Academy leader Burhoe will retire
New London- The superintendent of the U.S. Coast Guard Academy was not among the three officers selected to remain in the service as a rear admiral and will retire July 1.
A board of senior officers met recently at Coast Guard Headquarters in Washington, D.C., to consider the standing of six rear admirals, including Rear Adm. J. Scott Burhoe. Only three could continue in the Coast Guard.
Coast Guard Commandant Adm. Robert J. Papp Jr. announced the list of the officers who were chosen, which was approved by the secretary of homeland security, in a service-wide message Tuesday. Burhoe is retiring after more than three decades as an officer.
The board's deliberations are not public. But Burhoe's love for the academy and his reluctance to serve elsewhere may have hurt his chances.
Burhoe said he told the vice commandant, who is also the president of the board, many times that the superintendent's job was the only one he wanted in the Coast Guard.
"It's likely that if I was sitting on that board, I could see myself making the same decision they made for all the right reasons they made that decision," Burhoe said Thursday. "I don't see this as a bad thing or anything unexpected given how long I've been here and my interest in remaining here, and I'm really looking forward to what's next."
The Coast Guard limits the number of officers who can serve as rear admirals. Less than 1 percent of career officers are promoted to flag rank, which is rear admiral and higher.
Rear admirals appear before the selection board after serving at least four years but no more than five in that rank. Half of the candidates stay in the service. The other half retire.
The statutory cap on the number of Coast Guard rear admirals is 50. Few will be promoted to vice admiral. There is only one admiral, the commandant.
"Coast Guard officers work within a military structure and our promotion system constantly renews our leadership ranks," Papp said in a statement provided to The Day. "While many fine officers will be offered the privilege of continued service, the unavoidable reality of this system is that there will be very good and honorable officers who will not be offered the opportunity for continuation in our Coast Guard."
Papp added that Burhoe has "done a superb job for our service over the past 33 years and has been an exceptional Coast Guard Academy superintendent."
He cited the high marks the academy received during the recent re-accreditation by the New England Association of Schools and Colleges and the school's first-place ranking in U.S. News and World Report's baccalaureate colleges (north) category as a testament to Burhoe's efforts and those of the staff and faculty he leads.
The campus was still reeling from the first court-martial of a cadet on sexual assault charges when Burhoe, now 56, became the superintendent in January 2007. Burhoe said it was a time to renew the school's focus on its mission of developing leaders of character.
"There was not necessarily a unity of effort," he said, and that this unity "is here today."
He encountered challenges along the way.

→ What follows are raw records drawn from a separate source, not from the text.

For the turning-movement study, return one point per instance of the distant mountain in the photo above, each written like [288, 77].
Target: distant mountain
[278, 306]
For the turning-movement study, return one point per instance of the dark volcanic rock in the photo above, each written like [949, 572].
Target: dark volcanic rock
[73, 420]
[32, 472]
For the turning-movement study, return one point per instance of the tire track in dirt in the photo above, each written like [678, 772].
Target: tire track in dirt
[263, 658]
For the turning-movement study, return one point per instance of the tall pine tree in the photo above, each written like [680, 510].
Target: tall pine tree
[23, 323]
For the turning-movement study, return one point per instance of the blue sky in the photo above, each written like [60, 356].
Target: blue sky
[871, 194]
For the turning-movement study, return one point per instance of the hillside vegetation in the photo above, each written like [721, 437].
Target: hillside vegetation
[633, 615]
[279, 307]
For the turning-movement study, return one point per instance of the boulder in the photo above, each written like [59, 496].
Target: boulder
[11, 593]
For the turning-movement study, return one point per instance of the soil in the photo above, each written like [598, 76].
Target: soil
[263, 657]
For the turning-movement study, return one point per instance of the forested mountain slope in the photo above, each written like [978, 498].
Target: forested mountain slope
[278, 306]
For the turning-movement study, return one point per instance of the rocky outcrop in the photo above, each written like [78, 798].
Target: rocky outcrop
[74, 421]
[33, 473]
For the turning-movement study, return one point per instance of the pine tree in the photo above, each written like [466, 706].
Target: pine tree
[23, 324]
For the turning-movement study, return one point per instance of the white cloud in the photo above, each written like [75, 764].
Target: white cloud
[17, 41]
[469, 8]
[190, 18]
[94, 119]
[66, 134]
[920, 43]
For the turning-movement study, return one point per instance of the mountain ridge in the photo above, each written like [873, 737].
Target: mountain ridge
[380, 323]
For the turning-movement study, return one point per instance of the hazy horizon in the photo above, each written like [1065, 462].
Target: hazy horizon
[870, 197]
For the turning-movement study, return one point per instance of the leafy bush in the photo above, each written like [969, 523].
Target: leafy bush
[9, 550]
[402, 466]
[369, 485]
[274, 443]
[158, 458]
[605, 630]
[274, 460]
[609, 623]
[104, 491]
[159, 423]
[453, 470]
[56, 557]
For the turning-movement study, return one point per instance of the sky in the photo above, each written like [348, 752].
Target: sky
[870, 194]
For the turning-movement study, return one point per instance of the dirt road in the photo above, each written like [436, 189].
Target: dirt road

Early in his tenure, nooses were left in a cadet's belongings and in a staff member's office. More recently, the women's basketball coach committed suicide on campus after admitting to embezzling funds from the school's Athletic Association.

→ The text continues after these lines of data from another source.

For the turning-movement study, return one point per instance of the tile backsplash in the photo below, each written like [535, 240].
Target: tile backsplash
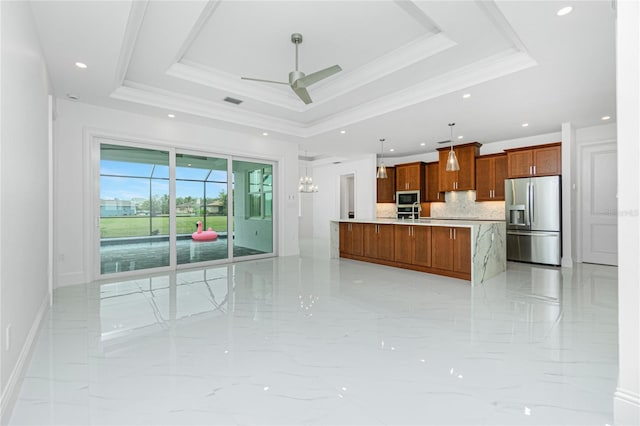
[459, 204]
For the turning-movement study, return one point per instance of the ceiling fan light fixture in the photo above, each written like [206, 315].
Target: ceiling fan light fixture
[452, 160]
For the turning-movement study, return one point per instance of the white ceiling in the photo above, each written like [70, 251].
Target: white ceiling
[406, 65]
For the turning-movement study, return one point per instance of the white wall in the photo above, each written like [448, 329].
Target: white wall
[326, 202]
[77, 122]
[24, 186]
[627, 397]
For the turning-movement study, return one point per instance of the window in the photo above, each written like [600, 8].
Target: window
[260, 193]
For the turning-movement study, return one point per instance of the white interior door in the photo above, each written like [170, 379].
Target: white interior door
[599, 204]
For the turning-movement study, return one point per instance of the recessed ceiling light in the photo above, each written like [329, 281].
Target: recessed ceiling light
[564, 11]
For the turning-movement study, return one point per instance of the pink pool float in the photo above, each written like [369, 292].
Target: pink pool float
[200, 235]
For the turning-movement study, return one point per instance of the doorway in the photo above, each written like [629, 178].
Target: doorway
[598, 217]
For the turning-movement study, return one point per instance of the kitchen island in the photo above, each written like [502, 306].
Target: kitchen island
[472, 250]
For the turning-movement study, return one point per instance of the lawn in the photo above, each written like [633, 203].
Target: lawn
[139, 226]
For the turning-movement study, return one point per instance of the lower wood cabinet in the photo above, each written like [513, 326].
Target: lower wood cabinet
[413, 245]
[351, 239]
[379, 241]
[451, 249]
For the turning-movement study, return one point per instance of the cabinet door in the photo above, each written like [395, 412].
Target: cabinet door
[421, 245]
[547, 161]
[500, 174]
[386, 242]
[441, 248]
[462, 250]
[484, 179]
[519, 163]
[386, 188]
[403, 243]
[447, 179]
[370, 240]
[357, 239]
[466, 179]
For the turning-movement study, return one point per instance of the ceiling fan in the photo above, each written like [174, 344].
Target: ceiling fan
[298, 81]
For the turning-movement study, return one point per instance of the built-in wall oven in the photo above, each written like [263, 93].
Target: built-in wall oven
[408, 204]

Burhoe said these negative events, which he tries not to dwell on, have the potential to happen anywhere. The academy has since become more inclusive and additional controls were added to the Athletic Association fund, he said.
Some in Congress have attempted to bring the admissions process in line with those of the other service academies to increase diversity. Twenty-four percent of the class of 2014, or 69 students, are from racial and ethnic minority groups, just shy of Burhoe's goal of between 25 and 30 percent.
Burhoe said he has felt pressure but not criticism.
"I was putting more pressure on myself than anybody from outside," he said.
Lately Burhoe has been out in the community, answering questions about the Coast Guard's interest in purchasing a portion of Riverside Park to expand the academy's campus. He hopes his departure will not affect the negotiations. New London Mayor Rob Pero said it should not.
U.S. Rep. Joe Courtney, D-2nd District and a member of the academy's Board of Visitors, praised the way Burhoe has handled the diversity issue and increased the academy's presence in New London.
"I think his efforts will be viewed very kindly by history," he said.
Burhoe would like to lead a small college or one of the military preparatory schools students attend prior to going to one of the service academies, or possibly pursue a doctorate in education.
"Education is the key to moving the country forward," he said, "and I want to continue to be involved in it."
Burhoe has served in a variety of operational and staff assignments, including being the Coast Guard's director of governmental and public affairs and commanding officer of Training Center Yorktown in Virginia.
From 1996 to 1998, Burhoe also helped to create the Leadership Development Center at the academy and to bring the Officer Candidate School to fruition. He graduated from Officer Candidate School in 1977 and was the first OCS graduate to run the academy.
The change of command ceremony will be in June, with the Coast Guard most likely naming his replacement sometime this fall. Burhoe said he feels honored to have had a long career in the Coast Guard, culminating in his dream job at the academy.